My drinking started when I was about 12, I was the type of kid that would try anything once always the first one to go when a dare was presented. Shortly after I started experimenting with a little bit here or there. I got my hands on a full bottle of wine. Which I drank all of and very quickly. WOW! What a feeling: no worries, not a care in the world. I sat out in our barn and enjoyed the feeling till I thought it was safe to go in the house. From that time on I drank at every opportunity I could, as much as I could.
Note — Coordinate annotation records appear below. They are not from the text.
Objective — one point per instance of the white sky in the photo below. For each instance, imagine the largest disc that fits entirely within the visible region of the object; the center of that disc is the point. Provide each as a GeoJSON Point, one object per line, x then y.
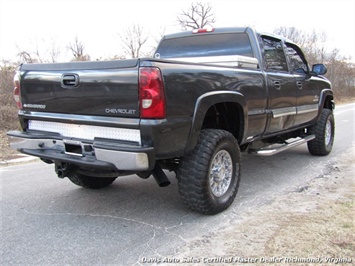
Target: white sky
{"type": "Point", "coordinates": [25, 23]}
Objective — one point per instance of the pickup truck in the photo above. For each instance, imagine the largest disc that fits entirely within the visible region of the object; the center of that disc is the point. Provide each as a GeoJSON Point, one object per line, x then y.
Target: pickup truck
{"type": "Point", "coordinates": [205, 97]}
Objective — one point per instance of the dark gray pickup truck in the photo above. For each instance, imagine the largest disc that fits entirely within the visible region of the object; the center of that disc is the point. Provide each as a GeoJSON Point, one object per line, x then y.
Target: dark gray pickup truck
{"type": "Point", "coordinates": [204, 97]}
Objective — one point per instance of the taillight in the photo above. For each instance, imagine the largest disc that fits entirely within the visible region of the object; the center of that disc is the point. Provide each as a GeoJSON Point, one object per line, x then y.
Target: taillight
{"type": "Point", "coordinates": [17, 89]}
{"type": "Point", "coordinates": [151, 93]}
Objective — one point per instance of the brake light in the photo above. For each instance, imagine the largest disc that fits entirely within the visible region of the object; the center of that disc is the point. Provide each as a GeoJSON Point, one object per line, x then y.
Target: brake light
{"type": "Point", "coordinates": [151, 93]}
{"type": "Point", "coordinates": [209, 29]}
{"type": "Point", "coordinates": [17, 89]}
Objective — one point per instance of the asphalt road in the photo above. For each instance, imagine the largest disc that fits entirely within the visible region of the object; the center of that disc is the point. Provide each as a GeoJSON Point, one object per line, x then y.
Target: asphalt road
{"type": "Point", "coordinates": [50, 221]}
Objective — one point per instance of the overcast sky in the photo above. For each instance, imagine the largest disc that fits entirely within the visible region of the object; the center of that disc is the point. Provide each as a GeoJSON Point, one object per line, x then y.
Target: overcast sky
{"type": "Point", "coordinates": [97, 23]}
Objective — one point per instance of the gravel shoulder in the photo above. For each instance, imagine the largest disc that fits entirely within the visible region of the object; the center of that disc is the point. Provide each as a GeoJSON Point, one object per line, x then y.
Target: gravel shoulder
{"type": "Point", "coordinates": [311, 226]}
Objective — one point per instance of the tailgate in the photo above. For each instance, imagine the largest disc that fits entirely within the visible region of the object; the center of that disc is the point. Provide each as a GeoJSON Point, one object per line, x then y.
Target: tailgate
{"type": "Point", "coordinates": [108, 88]}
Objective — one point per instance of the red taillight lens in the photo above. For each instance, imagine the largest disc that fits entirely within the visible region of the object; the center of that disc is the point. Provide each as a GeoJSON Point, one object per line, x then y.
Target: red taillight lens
{"type": "Point", "coordinates": [151, 93]}
{"type": "Point", "coordinates": [17, 90]}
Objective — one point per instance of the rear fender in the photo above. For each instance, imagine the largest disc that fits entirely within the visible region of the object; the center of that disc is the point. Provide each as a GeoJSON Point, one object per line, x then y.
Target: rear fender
{"type": "Point", "coordinates": [203, 103]}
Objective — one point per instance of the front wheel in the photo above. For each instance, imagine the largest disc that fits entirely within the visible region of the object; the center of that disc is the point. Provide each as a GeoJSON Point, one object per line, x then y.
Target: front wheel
{"type": "Point", "coordinates": [324, 132]}
{"type": "Point", "coordinates": [209, 176]}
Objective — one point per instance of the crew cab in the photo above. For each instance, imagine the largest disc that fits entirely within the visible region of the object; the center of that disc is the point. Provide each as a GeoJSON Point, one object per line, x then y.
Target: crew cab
{"type": "Point", "coordinates": [204, 97]}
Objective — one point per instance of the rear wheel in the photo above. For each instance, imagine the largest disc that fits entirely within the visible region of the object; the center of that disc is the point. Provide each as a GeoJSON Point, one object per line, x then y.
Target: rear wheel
{"type": "Point", "coordinates": [324, 132]}
{"type": "Point", "coordinates": [92, 182]}
{"type": "Point", "coordinates": [209, 176]}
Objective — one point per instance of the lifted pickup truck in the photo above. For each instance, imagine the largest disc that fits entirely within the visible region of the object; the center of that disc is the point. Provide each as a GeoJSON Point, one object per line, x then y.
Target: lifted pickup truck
{"type": "Point", "coordinates": [205, 97]}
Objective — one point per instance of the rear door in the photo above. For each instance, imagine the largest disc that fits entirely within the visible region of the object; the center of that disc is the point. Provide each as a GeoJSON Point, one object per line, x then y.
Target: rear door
{"type": "Point", "coordinates": [282, 89]}
{"type": "Point", "coordinates": [307, 86]}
I didn’t have a lot of troubles as a kid. I came from a good family and went to church every Sunday so most of the drinking went unnoticed. I drank in secluded areas and with enough time that I could be somewhat normal when I returned home. I was an exceptional athlete and one time at about the age of 16, me and a friend got drunk on 100 proof vodka and Sprite. I had a baseball game later that day against a rival city and didn’t allow myself enough time to recuperate. I was not all there for the game and had a routine grounder come up and hit me in the eye, besides the sting I was embarrassed and my batting wasn’t good either. One of the older boy’s chastised me and told me never to show up in that condition again which I did, not because of him, but because I couldn’t stand the embarrassment.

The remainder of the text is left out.